- From: John Daggett <jdaggett@mozilla.com>
- Date: Wed, 24 Mar 2010 19:30:56 -0700 (PDT)
- To: John Hudson <tiro@tiro.com>
- Cc: www-style list <www-style@w3.org>
Christoph Päper wrote: > If ‘vertical-align’ is either ‘sub’ or ‘super’ we can guess the proper > transformation to do, so authors should only have to specify ‘auto’. > > character-transform: _normal_ | auto (inherited) > > ‘normal’: -subs -sinf -supr -ordn / ‘No Vertical Position’ > ‘auto’: +subs +sinf / ‘Inferiors’ where “vertical-align: sub”, > +supr +ordn / ‘Superiors’ where “vertical-align: super” I don't think it's such a good idea to key the behavior of one property on the value of another, it really hides the meaning of the property. I realize the definition I proposed also has side effects on other properties but it's minimal and only for compatibility sake. > PS: I’m probably ignorant or lazy again, but why is this not a > ‘font-variant-*’ property? No, that's a perfectly reasonable question.

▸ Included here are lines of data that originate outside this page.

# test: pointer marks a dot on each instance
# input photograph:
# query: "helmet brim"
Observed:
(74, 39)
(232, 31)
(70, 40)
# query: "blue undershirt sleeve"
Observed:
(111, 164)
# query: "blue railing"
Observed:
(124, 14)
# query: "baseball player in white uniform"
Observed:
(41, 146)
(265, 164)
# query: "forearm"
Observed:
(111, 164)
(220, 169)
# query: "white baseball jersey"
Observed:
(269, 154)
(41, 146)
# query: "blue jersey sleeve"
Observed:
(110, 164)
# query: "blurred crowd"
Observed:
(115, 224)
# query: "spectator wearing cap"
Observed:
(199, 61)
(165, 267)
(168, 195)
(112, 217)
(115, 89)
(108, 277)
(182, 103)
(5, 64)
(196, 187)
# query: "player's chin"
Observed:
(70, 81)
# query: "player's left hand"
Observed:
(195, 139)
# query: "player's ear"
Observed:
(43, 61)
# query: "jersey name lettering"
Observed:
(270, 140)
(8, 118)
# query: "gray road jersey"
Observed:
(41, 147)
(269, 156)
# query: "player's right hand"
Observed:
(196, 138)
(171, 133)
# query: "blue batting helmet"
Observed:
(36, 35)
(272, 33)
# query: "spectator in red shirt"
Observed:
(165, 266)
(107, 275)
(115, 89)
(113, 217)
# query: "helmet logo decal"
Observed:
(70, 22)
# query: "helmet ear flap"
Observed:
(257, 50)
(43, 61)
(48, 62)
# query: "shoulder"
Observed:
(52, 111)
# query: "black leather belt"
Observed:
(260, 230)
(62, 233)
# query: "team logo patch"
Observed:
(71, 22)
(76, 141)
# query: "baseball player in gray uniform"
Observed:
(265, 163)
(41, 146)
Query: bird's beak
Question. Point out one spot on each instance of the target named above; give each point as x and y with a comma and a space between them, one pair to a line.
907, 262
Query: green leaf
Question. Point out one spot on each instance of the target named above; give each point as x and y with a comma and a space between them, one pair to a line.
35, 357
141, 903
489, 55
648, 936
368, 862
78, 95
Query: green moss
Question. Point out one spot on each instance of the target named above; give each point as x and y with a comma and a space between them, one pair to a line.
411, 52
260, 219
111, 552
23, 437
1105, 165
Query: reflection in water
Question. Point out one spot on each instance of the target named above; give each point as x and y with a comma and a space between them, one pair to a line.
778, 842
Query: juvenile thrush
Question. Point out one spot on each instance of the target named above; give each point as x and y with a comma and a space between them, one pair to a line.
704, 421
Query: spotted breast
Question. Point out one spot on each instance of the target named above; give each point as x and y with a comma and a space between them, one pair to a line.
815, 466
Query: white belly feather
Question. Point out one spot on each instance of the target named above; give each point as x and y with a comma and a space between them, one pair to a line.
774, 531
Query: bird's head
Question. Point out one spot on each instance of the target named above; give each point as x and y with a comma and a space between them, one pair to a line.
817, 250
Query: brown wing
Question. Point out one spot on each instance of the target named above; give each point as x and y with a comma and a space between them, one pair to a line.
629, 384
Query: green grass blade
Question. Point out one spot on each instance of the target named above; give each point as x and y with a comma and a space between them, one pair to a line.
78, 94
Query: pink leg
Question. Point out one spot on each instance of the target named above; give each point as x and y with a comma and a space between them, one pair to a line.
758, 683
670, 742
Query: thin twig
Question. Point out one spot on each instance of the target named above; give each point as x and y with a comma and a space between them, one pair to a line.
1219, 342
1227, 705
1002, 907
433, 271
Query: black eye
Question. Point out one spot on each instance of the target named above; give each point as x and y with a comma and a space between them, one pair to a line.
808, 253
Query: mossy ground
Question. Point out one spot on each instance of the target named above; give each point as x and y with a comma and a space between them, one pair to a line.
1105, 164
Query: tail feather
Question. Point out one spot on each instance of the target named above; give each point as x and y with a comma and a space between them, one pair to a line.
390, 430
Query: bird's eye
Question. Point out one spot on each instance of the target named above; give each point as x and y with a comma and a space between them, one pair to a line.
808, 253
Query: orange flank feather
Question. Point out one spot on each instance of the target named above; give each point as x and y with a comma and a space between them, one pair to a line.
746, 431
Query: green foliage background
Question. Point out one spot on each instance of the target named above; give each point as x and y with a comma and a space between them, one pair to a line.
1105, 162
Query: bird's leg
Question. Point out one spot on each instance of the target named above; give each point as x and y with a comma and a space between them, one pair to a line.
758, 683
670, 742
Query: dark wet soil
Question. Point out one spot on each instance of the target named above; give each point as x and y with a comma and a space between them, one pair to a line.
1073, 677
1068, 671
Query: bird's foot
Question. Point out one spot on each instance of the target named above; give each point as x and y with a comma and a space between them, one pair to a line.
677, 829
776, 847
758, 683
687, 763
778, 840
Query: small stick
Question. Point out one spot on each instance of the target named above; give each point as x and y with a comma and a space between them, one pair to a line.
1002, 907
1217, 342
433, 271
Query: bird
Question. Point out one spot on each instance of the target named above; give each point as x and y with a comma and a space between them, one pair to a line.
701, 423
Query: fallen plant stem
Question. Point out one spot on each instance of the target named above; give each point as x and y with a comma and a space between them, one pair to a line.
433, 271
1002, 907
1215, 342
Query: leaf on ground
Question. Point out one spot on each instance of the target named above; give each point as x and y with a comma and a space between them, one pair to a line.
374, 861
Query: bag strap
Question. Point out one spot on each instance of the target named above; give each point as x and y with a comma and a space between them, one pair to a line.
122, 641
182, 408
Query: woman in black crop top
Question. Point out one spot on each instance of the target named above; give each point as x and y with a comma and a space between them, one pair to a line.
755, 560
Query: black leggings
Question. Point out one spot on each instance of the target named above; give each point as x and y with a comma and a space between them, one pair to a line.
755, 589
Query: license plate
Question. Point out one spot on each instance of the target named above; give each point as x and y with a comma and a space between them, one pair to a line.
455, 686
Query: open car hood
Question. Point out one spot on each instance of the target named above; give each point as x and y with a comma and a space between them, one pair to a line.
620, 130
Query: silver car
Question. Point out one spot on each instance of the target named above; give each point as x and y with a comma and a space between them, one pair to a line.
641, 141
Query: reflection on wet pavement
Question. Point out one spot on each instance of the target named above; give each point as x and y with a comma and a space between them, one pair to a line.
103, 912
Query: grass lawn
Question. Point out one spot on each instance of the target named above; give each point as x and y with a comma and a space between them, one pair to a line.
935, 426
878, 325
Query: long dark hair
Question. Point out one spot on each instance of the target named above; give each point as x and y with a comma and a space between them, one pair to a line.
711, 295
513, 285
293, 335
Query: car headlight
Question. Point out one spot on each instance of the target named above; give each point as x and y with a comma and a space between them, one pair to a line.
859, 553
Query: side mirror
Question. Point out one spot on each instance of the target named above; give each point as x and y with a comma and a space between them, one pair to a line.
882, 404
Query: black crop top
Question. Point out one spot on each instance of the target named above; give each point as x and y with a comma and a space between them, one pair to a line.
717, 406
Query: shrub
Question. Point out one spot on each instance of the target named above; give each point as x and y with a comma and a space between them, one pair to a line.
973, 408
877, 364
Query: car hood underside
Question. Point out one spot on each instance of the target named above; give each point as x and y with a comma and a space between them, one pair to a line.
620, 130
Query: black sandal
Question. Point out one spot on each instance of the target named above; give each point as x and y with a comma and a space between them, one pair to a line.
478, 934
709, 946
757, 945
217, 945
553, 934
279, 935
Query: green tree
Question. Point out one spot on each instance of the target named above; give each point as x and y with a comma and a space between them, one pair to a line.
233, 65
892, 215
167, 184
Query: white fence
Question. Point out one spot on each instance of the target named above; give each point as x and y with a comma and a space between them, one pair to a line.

The reason is that subscripts/superscripts are semantic in nature, a subscript/superscript style should result in subscripted/superscripted text, whether or not the font supports subscript/superscript glyphs as a feature. For other font-variant-* properties the fallback is always just the default glyph when a feature is not supported, the idea being these reflect a stylization and not something that alters the content. Lots of gray areas here but I think subscripts/superscripts clearly are part of the content and need to be handled differently.